On the heels of similar decisions last month, the U.S. Supreme Court on Monday delivered "another win for climate accountability," rejecting fossil fuel corporations' attempt to quash lawsuits filed by the city of Hoboken, New Jersey, and the state of Delaware.
Both filed in September 2020, the suits from Hoboken and Delaware—like those filed by dozens of other municipalities and states—take aim at companies including BP, Chevron, ConocoPhillips, ExxonMobil, and Shell for fueling the climate emergency. The fossil fuel industry has repeatedly tried to evade accountability by shifting such cases from state to federal court.
"We appreciate and agree with the court's order denying the fossil fuel companies' petition, which aligns with dozens of decisions in federal courts here in Delaware and across the country," said Democratic Delaware Attorney General Kathy Jennings in response to Monday's decision.
The Supreme Court's decision means that both of these cases will now move forward in state court.

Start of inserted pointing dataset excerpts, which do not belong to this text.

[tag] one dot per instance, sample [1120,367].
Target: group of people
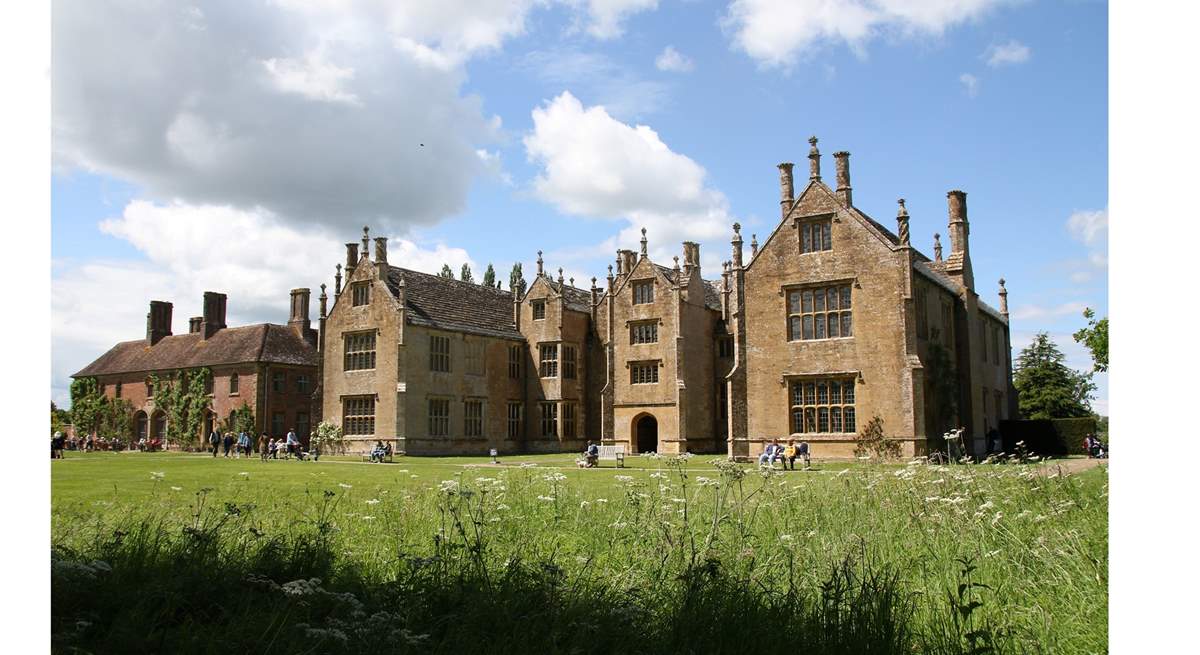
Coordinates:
[787,455]
[269,448]
[1095,448]
[381,451]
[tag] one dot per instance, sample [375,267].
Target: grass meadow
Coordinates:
[185,553]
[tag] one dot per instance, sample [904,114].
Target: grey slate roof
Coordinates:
[264,342]
[454,305]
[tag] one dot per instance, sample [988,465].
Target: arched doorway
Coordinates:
[646,430]
[142,425]
[159,425]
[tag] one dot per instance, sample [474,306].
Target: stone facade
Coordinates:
[270,368]
[833,320]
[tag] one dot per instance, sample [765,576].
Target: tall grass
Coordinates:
[929,559]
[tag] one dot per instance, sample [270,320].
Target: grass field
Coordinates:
[189,553]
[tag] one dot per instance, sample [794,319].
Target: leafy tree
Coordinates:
[516,280]
[1096,338]
[873,443]
[1047,388]
[85,404]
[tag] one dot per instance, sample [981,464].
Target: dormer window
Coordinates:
[816,235]
[643,292]
[360,293]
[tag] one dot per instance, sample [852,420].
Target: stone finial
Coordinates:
[903,222]
[814,160]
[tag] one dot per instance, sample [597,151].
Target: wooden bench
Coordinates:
[616,452]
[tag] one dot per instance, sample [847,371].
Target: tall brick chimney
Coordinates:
[844,191]
[786,191]
[959,263]
[382,257]
[214,313]
[159,320]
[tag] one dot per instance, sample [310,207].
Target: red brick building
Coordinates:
[271,368]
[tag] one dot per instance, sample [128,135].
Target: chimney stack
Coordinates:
[814,160]
[843,161]
[299,317]
[214,313]
[159,320]
[352,259]
[382,257]
[786,192]
[903,222]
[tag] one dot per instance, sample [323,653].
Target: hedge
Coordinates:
[1048,437]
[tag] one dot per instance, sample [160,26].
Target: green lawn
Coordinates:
[666,552]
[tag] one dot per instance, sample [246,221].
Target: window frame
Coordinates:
[360,294]
[359,350]
[439,358]
[642,292]
[649,368]
[547,367]
[364,416]
[822,402]
[637,330]
[819,295]
[473,425]
[438,422]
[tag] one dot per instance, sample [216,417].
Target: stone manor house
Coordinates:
[832,320]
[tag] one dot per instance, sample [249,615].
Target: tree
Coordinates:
[1047,388]
[1096,338]
[516,281]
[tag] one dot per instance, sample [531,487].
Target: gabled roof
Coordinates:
[264,342]
[454,305]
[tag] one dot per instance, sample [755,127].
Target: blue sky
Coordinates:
[235,146]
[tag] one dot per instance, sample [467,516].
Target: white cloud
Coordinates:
[595,166]
[251,256]
[304,110]
[1032,312]
[605,18]
[1089,227]
[777,32]
[1014,52]
[970,84]
[671,60]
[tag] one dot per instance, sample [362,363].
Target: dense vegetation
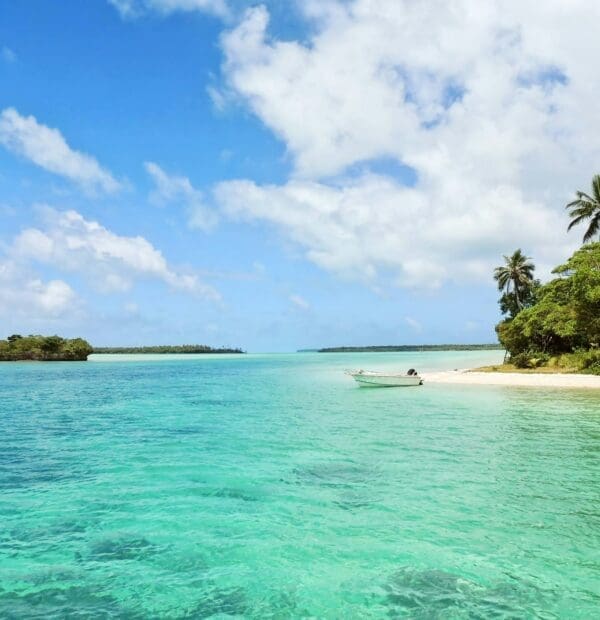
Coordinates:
[184,348]
[43,348]
[411,348]
[556,324]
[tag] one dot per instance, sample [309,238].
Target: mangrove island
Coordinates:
[44,349]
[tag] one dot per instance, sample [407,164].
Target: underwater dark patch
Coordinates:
[334,474]
[218,601]
[55,602]
[424,594]
[120,548]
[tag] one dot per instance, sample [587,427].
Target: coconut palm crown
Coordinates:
[587,208]
[515,276]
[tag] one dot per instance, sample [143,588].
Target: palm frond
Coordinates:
[593,228]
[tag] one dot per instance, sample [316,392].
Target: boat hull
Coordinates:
[365,379]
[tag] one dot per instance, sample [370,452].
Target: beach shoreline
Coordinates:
[470,377]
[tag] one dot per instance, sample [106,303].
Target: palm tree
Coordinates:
[515,276]
[586,207]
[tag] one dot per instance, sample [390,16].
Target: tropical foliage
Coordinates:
[515,278]
[43,348]
[178,348]
[586,208]
[564,316]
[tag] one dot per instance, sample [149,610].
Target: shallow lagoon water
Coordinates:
[269,486]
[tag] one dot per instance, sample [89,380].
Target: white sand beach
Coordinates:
[465,377]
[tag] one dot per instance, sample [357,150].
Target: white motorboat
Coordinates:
[368,378]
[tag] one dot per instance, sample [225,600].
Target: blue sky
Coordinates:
[279,176]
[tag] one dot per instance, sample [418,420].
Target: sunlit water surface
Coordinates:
[269,486]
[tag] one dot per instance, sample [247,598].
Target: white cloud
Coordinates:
[373,223]
[135,8]
[26,295]
[178,189]
[413,324]
[47,148]
[111,262]
[9,56]
[299,302]
[492,106]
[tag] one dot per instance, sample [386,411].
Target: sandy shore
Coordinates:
[464,377]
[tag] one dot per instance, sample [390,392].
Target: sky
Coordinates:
[285,175]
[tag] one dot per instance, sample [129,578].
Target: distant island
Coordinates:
[162,349]
[38,348]
[412,348]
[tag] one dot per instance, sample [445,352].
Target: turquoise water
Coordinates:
[269,486]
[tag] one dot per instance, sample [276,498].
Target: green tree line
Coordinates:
[184,348]
[556,323]
[43,348]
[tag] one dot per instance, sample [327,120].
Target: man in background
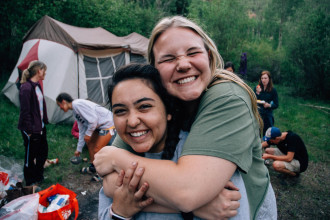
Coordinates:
[290,156]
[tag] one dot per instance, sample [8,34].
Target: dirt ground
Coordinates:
[87,195]
[303,197]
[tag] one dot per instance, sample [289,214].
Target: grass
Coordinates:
[306,197]
[61,143]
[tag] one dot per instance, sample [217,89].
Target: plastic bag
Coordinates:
[25,207]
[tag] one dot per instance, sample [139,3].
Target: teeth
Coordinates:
[186,80]
[138,134]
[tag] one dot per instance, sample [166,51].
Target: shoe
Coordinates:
[96,178]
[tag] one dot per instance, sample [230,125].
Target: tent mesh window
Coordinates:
[99,73]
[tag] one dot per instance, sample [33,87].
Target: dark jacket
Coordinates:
[29,117]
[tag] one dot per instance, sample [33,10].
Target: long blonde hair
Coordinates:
[216,62]
[34,67]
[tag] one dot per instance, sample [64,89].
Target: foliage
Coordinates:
[289,38]
[309,48]
[263,57]
[226,27]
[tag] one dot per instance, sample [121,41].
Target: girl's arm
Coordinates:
[186,186]
[224,205]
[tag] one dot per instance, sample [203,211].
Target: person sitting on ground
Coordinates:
[290,156]
[95,125]
[230,67]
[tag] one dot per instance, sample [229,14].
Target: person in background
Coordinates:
[267,99]
[75,130]
[95,124]
[32,122]
[230,67]
[290,156]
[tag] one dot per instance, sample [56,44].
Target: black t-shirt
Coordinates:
[293,143]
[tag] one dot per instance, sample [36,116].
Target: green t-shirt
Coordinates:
[225,127]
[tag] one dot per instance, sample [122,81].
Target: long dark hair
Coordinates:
[152,77]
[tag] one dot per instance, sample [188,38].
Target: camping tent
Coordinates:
[80,61]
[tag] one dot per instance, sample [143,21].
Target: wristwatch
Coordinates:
[114,216]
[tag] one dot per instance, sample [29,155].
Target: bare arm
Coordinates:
[109,187]
[224,205]
[183,186]
[287,158]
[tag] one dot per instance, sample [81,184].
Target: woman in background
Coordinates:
[267,99]
[32,121]
[95,124]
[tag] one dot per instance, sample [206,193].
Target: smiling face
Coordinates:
[183,63]
[64,105]
[139,115]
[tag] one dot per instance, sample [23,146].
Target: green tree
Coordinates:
[309,49]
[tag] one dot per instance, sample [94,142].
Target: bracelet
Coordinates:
[115,216]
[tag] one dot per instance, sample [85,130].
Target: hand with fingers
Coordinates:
[128,198]
[223,206]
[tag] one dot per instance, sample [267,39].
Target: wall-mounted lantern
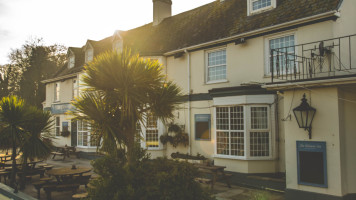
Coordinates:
[304,114]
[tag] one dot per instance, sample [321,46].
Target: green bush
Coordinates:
[159,179]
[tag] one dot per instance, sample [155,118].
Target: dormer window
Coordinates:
[71,61]
[117,45]
[258,6]
[89,54]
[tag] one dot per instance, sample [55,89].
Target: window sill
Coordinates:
[214,82]
[154,149]
[242,158]
[261,10]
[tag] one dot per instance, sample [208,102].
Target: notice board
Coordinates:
[312,168]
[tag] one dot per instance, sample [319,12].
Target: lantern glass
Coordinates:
[304,114]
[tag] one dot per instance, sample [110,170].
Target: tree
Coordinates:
[20,128]
[35,144]
[32,63]
[136,88]
[12,116]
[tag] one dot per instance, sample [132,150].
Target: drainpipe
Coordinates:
[189,128]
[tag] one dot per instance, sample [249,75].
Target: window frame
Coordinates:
[75,88]
[267,71]
[71,61]
[247,130]
[81,131]
[143,128]
[57,126]
[207,66]
[197,119]
[250,10]
[89,50]
[57,89]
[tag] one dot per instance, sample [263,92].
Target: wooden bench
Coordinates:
[80,196]
[203,180]
[38,185]
[55,153]
[5,174]
[55,187]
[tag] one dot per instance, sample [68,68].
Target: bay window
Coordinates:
[243,131]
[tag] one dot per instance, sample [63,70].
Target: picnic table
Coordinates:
[65,180]
[63,151]
[5,157]
[63,174]
[216,172]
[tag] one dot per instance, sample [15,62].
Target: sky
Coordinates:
[72,22]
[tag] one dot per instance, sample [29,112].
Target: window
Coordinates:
[75,89]
[152,139]
[216,66]
[283,55]
[243,131]
[58,126]
[151,131]
[56,91]
[117,45]
[202,127]
[89,54]
[84,134]
[257,6]
[71,61]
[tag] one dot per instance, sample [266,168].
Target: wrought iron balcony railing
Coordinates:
[315,60]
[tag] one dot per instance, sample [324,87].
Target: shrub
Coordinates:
[159,179]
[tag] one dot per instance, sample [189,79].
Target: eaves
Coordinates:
[60,78]
[259,32]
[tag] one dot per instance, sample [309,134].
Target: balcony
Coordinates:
[59,108]
[320,60]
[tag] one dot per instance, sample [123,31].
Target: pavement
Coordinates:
[220,191]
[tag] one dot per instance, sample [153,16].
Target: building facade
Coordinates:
[244,65]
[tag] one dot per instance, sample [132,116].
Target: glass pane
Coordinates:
[259,118]
[222,143]
[237,144]
[259,144]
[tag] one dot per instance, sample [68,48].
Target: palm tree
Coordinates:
[20,128]
[124,88]
[34,144]
[12,117]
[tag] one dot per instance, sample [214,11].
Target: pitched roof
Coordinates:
[215,21]
[99,47]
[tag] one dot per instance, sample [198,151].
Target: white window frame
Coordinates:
[57,89]
[57,126]
[250,10]
[89,54]
[144,128]
[267,49]
[207,66]
[117,45]
[248,101]
[75,88]
[71,61]
[81,131]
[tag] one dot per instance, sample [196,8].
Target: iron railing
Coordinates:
[314,60]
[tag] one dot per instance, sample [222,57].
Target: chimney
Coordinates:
[161,10]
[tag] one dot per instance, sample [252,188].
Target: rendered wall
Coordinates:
[325,128]
[347,105]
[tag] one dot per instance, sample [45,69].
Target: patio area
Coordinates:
[221,191]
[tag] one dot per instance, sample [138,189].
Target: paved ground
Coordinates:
[221,191]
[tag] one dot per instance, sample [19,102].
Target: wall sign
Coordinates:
[311,160]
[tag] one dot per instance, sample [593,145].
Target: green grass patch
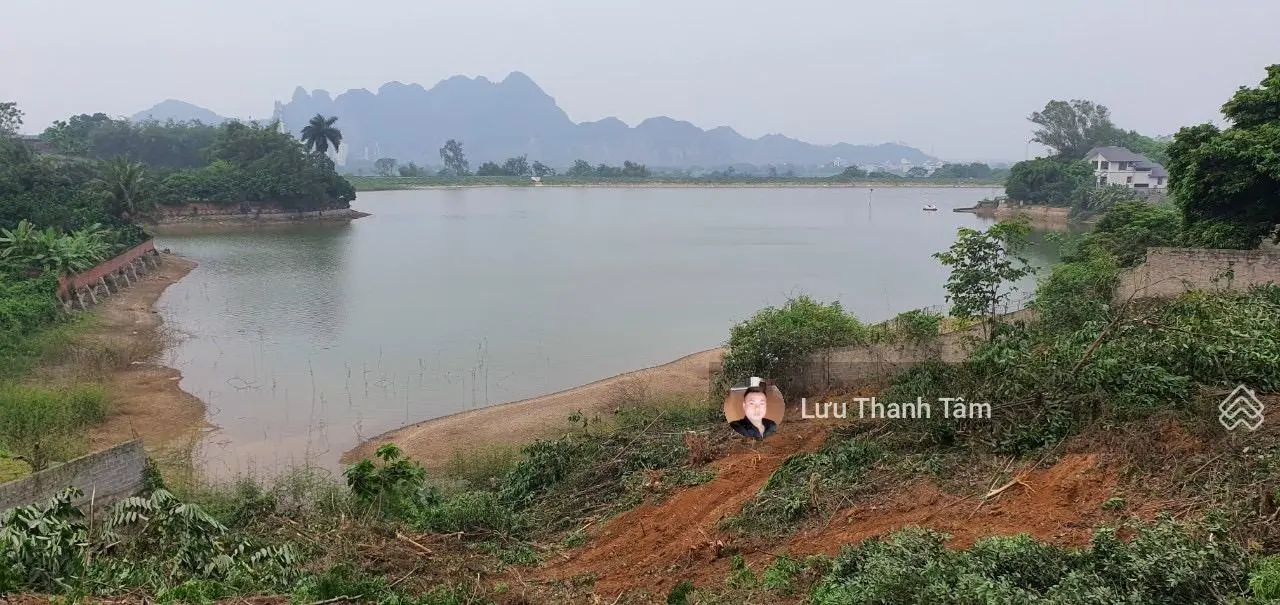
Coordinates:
[809,484]
[42,425]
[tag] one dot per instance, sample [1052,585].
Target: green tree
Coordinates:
[411,170]
[516,166]
[455,160]
[320,133]
[385,166]
[126,186]
[1102,198]
[777,342]
[973,170]
[634,170]
[1050,180]
[581,169]
[1228,180]
[542,169]
[850,173]
[1072,128]
[984,265]
[10,118]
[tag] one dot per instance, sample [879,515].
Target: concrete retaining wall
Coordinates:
[108,278]
[1166,273]
[104,476]
[1171,271]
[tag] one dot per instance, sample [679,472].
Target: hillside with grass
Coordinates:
[1101,476]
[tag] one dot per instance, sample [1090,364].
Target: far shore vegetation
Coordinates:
[1187,510]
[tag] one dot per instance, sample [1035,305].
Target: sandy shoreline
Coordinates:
[1045,218]
[435,441]
[120,351]
[699,186]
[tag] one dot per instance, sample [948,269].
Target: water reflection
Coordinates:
[306,340]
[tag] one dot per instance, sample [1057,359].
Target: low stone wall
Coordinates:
[1165,273]
[108,278]
[94,276]
[265,216]
[104,476]
[1171,271]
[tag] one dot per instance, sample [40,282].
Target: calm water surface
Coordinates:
[306,340]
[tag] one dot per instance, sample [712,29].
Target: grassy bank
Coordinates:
[1102,476]
[384,183]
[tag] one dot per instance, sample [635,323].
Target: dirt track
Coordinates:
[435,441]
[654,546]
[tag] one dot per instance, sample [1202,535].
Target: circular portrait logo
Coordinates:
[754,409]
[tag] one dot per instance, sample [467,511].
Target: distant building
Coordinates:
[1120,166]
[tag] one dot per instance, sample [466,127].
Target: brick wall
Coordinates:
[90,276]
[1166,273]
[1171,271]
[209,209]
[105,476]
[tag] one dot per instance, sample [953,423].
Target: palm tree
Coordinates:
[319,133]
[124,183]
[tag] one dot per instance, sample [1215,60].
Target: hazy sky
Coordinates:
[954,78]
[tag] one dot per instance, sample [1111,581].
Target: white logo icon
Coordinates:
[1240,408]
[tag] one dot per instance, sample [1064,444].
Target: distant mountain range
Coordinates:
[496,120]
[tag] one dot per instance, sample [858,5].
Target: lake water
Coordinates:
[306,340]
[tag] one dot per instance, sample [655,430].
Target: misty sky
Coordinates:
[954,78]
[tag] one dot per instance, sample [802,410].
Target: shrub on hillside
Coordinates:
[776,342]
[41,425]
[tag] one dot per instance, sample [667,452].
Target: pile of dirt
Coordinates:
[120,351]
[654,546]
[657,545]
[1060,504]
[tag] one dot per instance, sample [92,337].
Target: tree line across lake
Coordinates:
[457,166]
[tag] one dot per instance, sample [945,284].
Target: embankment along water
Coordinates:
[307,342]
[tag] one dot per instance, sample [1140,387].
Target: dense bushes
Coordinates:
[257,164]
[807,484]
[778,340]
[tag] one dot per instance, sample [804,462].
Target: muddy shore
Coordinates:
[120,349]
[178,224]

Jennings on Monday cited an opinion piece she wrote for Delaware Online with Shawn Garvin, secretary of the Delaware Department of Natural Resources and Environmental Control, back when they launched the legal effort in 2020:
As we stated at the time of filing this case almost three years ago: "It didn't have to be this way. The fossil fuel industry knew for decades that their products would lead to climate change with potentially 'severe' and even 'catastrophic' consequences—their words, not ours. But they didn't clean up their practices or warn anyone to minimize the peril they were creating. Instead, they spent decades deliberately and systematically deceiving the nation about what they knew would happen if they carried on with business as usual."
Building on revelations from the past decade that have bolstered climate liability lawsuits, peer-reviewed research published in January shows that ExxonMobil accurately predicted global heating decades ago, while documents released in early April make clear that Shell knew about the impact of fossil fuels even earlier than previously thought.
"Imagine how far along we might be in the transition to a low-carbon economy today if not for their deception," Jennings said. "That's why we filed our lawsuit, and today's order moves Delawareans one step closer to the justice and economic relief that we deserve."
For Hoboken and Delaware, the high court denied fossil fuel companies' challenge to decision last year from a panel at the U.S. Court of Appeals for the 3rd Circuit, which wrote in part that "our federal system trusts state courts to hear most cases—even big, important ones that raise federal defenses. Plaintiffs choose which claims to file, in which court, and under which law. Defendants may prefer federal court, but they may not remove their cases to federal court unless federal laws let them. Here, they do not."
Center for Climate Integrity president Richard Wiles noted Monday that "Big Oil companies keep fighting to avoid trials in state courts, where they will be forced to defend their record of climate lies and destruction in front of juries, but federal courts at every level keep rejecting their efforts."
"The Supreme Court's decision brings the people of Delaware and Hoboken one step closer to putting these polluters on trial and making them pay for their climate deception," Wiles added. "Fossil fuel companies must be held accountable for the damages they knowingly caused."
After the high court's April decisions—which involved cases brought by the state of Rhode Island as well as municipalities across California, Colorado, Hawaii, and Maryland—Jamie Henn of Fossil Free Media said, "This should open the floodgates for more lawsuits that could make polluters pay!"
There were no noted dissensions on Monday. However, like last month, Justice Samuel Alito, who owns stock in some fossil fuel companies, did not participate in the decision about these two cases—but Justice Amy Coney Barrett, whose father spent nearly three decades as an attorney for Shell, did.